そればかりか、朴大統領の失脚で慰安婦問題の「最終的かつ不可逆的に解決されることを確認」という合意も、果たして守られるのかどうか不透明になってきた。そうなると日本国内から「韓国は合意を破った」という批判が出てくるだろう。

問題は日韓関係だけではない。実はこの合意にも、日本の対中戦略が秘められていた。日本と韓国はそれぞれが米国と同盟関係にある。日米韓三カ国の安全保障政策上の連携は対中国、対北朝鮮政策を考えるうえで重要だ。

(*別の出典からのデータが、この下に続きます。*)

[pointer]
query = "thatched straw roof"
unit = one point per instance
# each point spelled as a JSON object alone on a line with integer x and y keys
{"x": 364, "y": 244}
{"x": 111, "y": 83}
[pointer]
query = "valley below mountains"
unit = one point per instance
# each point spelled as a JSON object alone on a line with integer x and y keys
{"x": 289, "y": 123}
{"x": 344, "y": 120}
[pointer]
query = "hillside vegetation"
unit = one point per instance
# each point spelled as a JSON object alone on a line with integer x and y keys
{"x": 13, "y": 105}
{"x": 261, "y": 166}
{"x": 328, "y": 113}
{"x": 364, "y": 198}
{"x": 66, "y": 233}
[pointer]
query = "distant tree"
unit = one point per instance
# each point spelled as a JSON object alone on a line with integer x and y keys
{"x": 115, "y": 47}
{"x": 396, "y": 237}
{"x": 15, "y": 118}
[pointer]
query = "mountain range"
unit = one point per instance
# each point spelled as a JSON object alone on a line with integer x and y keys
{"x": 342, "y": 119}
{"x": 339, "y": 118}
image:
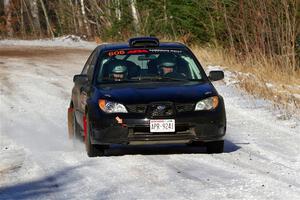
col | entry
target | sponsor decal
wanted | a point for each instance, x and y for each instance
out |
(165, 51)
(123, 52)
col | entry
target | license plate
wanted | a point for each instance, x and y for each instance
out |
(162, 125)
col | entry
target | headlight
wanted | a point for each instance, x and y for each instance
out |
(207, 104)
(111, 107)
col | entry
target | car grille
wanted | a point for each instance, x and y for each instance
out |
(185, 107)
(163, 109)
(160, 109)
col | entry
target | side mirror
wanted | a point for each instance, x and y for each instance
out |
(80, 78)
(216, 75)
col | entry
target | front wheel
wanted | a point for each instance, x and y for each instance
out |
(215, 146)
(92, 149)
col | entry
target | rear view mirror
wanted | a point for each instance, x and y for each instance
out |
(216, 75)
(80, 78)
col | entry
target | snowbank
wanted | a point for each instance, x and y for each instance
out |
(64, 41)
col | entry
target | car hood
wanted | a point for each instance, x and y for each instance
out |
(145, 93)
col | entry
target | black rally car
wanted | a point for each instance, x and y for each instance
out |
(146, 92)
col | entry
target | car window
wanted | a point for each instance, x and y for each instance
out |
(145, 64)
(88, 63)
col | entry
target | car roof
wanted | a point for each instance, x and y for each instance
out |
(165, 45)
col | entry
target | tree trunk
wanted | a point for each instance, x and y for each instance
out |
(35, 16)
(118, 9)
(7, 10)
(85, 21)
(136, 21)
(49, 29)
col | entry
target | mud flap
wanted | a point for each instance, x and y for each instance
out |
(70, 123)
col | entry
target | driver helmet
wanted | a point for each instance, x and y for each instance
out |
(167, 63)
(119, 73)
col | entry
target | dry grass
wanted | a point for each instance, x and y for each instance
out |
(269, 78)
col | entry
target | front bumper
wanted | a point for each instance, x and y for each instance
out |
(134, 129)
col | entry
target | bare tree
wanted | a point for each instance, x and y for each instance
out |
(35, 16)
(85, 21)
(7, 10)
(136, 21)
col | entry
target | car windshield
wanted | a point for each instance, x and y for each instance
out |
(140, 65)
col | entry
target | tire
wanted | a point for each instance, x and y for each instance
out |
(215, 147)
(92, 149)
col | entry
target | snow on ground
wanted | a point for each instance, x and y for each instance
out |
(64, 41)
(261, 158)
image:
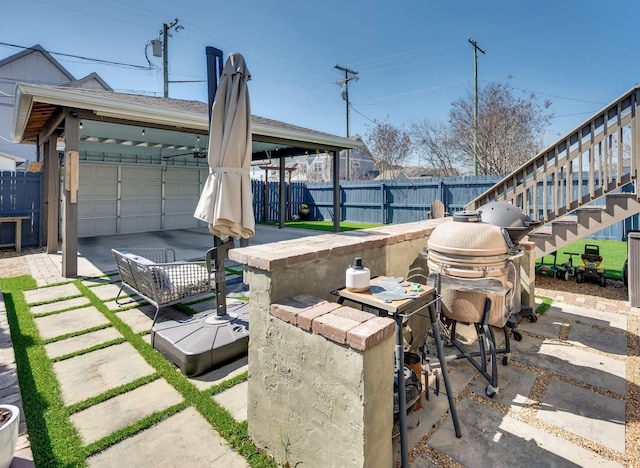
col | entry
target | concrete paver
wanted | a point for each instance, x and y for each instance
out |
(184, 439)
(547, 325)
(70, 321)
(116, 413)
(605, 341)
(80, 342)
(494, 439)
(60, 305)
(139, 319)
(515, 386)
(588, 365)
(91, 374)
(589, 316)
(51, 293)
(107, 291)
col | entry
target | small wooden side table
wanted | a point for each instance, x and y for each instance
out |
(399, 309)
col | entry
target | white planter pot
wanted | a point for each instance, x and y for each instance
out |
(9, 436)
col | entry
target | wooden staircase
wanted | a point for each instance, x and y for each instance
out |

安倍首相はもともと従軍慰安婦問題について韓国の主張を認めることに批判的だった。10億円の拠出に最後まで抵抗したのも安倍首相だった。しかし、日米韓の連携が中国に対抗するうえで不可欠と判断して譲歩したという経緯がある。

それだけに韓国側の内政の事情とはいえ、日韓合意が反故になりかかっている現実に当惑しているだろう。

フィリピン・ドゥテルテ大統領のしたたかな戦略

南シナ海に関する仲裁裁判所の判決が空文化してしまったのも大きな誤算だ。

7月に出された判決は、中国が主張する南シナ海の広い海域での歴史的権利について、「国際法上の法的根拠がなく、国際法に違反する」と全面的に否定しており、フィリピンの完全な勝利だった。尖閣諸島近海での中国公船の領海侵犯などに悩まされている日本政府は積極的にフィリピンを応援し、サンゴ礁の埋め立てなど中国の行為が国際法に違反すると、国際世論に活発に訴え続けてきた。従って判決は安倍首相の思惑通りで、中国が強引に進める海洋進出をけん制できると考えていた。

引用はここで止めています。